Copyright (c) 2012-2014 Kirill Belyaev
* TeleScope - XML Message Stream Broker/Replicator Platform
* This work is licensed under the Creative Commons Attribution-NonCommercial 3.0 Unported License.
* To view a copy of this license, visit http://creativecommons.org/licenses/by-nc/3.0/ or send
* a letter to Creative Commons, 444 Castro Street, Suite 900, Mountain View, California, 94041, USA.
The violent carriage of it
Will clear or end the business: when the oracle,
Thus by Apollo's great divine seal'd up,
Shall the contents discover, something rare
Even then will rush to knowledge. Go: fresh horses!
And gracious be the issue!"
Winter's Tale, Act 3, Scene 1. William Shakespeare
# WHY do you need it? #
The general scenario for TeleScope deployment is the need for consistent/selective replication of XML message stream from a single source publisher to multiple destinations for ETL (Extract, Transform, Load) purposes. The replication is formed through establishing a network of interconnected TeleScope brokers:
1. publish/distribute remote content from remote publisher to local subscribers - all subscribers should have the same consistent replication when all subs receive all the messages in the stream (filtered at a single entry point)
2. publish/distribute remote content from remote publisher to local subscribers - all subscribers then can filter content they need (filtered at a single entry point)
3. publish/distribute local XML content to a set of subscribers - subscribers then can filter the messages they want to save
Local distribution example:
Applications are generating XML data that needs to be replicated to other applications/databases.

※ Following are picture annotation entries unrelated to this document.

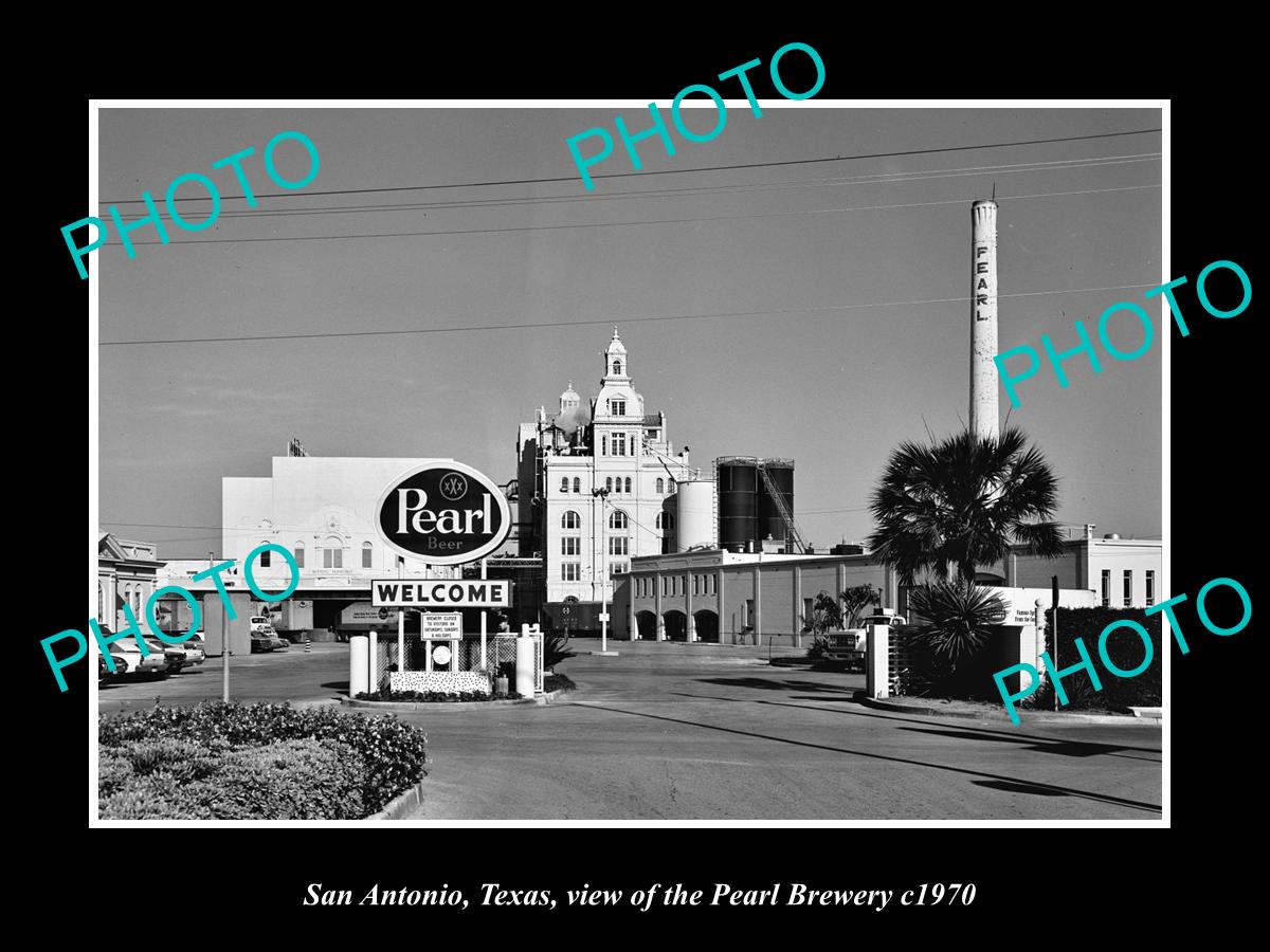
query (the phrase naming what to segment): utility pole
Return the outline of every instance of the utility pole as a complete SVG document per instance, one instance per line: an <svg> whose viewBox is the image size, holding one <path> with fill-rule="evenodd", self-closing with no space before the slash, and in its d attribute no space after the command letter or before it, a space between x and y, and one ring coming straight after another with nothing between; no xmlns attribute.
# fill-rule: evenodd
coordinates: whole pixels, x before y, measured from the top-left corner
<svg viewBox="0 0 1270 952"><path fill-rule="evenodd" d="M605 536L605 503L608 500L607 489L593 489L591 495L599 499L599 650L608 650L608 576L605 572L607 559L605 557L608 545Z"/></svg>

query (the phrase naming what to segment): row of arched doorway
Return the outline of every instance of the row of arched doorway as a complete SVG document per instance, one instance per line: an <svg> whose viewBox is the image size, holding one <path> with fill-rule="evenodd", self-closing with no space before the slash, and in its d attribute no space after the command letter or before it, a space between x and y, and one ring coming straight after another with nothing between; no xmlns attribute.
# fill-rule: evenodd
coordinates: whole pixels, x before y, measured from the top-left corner
<svg viewBox="0 0 1270 952"><path fill-rule="evenodd" d="M657 640L657 616L653 612L636 612L635 625L643 641ZM667 641L688 640L688 617L678 608L668 608L662 612L662 626ZM697 641L719 641L719 616L712 609L702 608L693 612L692 626L696 630Z"/></svg>

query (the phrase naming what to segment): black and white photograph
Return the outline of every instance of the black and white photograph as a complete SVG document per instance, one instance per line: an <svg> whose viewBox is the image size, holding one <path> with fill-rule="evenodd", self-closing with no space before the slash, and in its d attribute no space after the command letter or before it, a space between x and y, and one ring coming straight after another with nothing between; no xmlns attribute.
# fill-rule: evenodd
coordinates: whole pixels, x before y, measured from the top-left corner
<svg viewBox="0 0 1270 952"><path fill-rule="evenodd" d="M1168 104L786 58L97 104L90 825L1167 821Z"/></svg>

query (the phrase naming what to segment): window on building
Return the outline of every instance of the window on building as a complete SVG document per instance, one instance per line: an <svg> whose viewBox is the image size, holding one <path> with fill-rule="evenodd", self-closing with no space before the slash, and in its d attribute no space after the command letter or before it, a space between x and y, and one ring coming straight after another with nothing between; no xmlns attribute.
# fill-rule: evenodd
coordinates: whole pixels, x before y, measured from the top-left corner
<svg viewBox="0 0 1270 952"><path fill-rule="evenodd" d="M344 547L339 539L326 539L326 547L321 551L323 569L344 567Z"/></svg>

For example central weather application dumps continental US weather data in XML format - you need to distribute specific geographic regions covered by weather data to different nodes that then run ETL on the data.
Run XMLConverter utility (supplied) to continuously convert XML data into TeleScope XML format ready for streaming.
Run TeleScope to publish converted XML data to subscribers in other parts of the network segment.
Each TeleScope subscriber filters and saves only messages relevant to itself for further ETL.
TeleScope is the efficient intensive-load XML message stream broker written in C for the Fedora 17-18, Slackware 13-14, Red Hat Enterprise Linux 6 (RHEL-6) Linux distributions.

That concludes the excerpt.